Systems, methods, and devices are provided to perform K-best maximum likelihood detector (MLD) for multiple-input multiple-output (MIMO) wireless communication. An electronic device may have multiple antennas and one or more configurable triangular spatial arrays of processing elements configurable to carry out a K-best maximum likelihood detector (MLD) method for multiple-input multiple-output (MIMO) wireless communication via the antennas.

Description

[Title established by the ISA under Rule 37.2] VERSATILE SYSTOLIC ARRAY FOR MAXIMUM LIKELIHOOD MIMO DETECTORS BACKGROUND
The present disclosure relates generally to a programmable spatial array that can rapidly and efficiently support a K-best maximum likelihood detector (MLD) for multiple-input multiple-output (MIMO) wireless communication.
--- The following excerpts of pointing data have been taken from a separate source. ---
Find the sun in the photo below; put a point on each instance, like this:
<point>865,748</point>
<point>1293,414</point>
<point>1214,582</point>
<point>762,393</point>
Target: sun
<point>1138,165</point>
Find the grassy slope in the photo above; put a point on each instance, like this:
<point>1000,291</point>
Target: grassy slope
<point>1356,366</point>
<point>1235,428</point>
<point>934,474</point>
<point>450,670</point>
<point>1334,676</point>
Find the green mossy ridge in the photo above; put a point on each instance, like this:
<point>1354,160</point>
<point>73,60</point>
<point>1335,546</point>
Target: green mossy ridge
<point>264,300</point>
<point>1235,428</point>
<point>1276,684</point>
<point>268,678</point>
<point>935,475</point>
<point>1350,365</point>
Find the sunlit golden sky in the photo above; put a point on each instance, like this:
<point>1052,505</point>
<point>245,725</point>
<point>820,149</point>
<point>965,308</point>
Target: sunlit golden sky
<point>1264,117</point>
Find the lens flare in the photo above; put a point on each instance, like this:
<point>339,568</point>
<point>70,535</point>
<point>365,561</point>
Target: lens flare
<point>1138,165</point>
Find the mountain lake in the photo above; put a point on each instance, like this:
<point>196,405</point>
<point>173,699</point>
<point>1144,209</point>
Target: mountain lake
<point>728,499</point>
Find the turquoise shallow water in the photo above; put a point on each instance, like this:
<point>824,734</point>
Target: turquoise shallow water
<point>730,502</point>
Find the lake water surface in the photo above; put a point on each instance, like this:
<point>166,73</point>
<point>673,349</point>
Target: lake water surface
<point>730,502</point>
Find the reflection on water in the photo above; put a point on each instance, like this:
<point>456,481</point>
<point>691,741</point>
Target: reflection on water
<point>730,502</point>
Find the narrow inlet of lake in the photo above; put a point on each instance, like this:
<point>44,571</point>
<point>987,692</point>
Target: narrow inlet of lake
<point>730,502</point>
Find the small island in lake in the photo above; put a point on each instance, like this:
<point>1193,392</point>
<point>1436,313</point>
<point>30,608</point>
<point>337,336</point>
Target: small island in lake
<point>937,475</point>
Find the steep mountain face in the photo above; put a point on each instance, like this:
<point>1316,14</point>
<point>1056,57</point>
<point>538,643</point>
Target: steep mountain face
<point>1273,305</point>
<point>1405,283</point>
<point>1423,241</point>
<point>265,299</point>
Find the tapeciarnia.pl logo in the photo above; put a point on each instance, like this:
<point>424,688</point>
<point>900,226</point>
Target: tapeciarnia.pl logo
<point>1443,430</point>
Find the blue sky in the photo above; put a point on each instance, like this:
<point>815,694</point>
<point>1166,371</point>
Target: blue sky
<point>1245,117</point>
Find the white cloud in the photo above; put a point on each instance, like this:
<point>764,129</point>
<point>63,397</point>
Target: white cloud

This section is intended to introduce the reader to various aspects of art that may be related to various aspects of the present disclosure, which are described and/or claimed below. This discussion is believed to be helpful in providing the reader with background information to facilitate a better understanding of the various aspects of the present disclosure. Accordingly, it may be understood that these statements are to be read in this light, and not as admissions of prior art.
Integrated circuit devices are found in numerous electronic devices, many of which may perform wireless communication. For instance, electronic devices may perform multiple-input multiple-output (MIMO) wireless communication, which may be used in wireless baseband systems for 5G wireless communication. The throughput of a wireless baseband system highly depends on the error performance of a MIMO detector. With a detector with a low error rate, an electronic device may transfer data using a higher Modulation and Coding Scheme (MCS) , as well as more layers. A Maximum Likelihood Detector (MLD) is one solution in a stochastic sense. To make the MLD algorithm more suitable to implement on fixed hardware like a programmable logic device (e.g., a field programmable gate array (FPGA) or an application-specific integrated circuit (ASIC) ) , a variant of MLD called K-best is often used. K-best MLD has very low error and can fulfil the goals of many different kinds of wireless baseband systems.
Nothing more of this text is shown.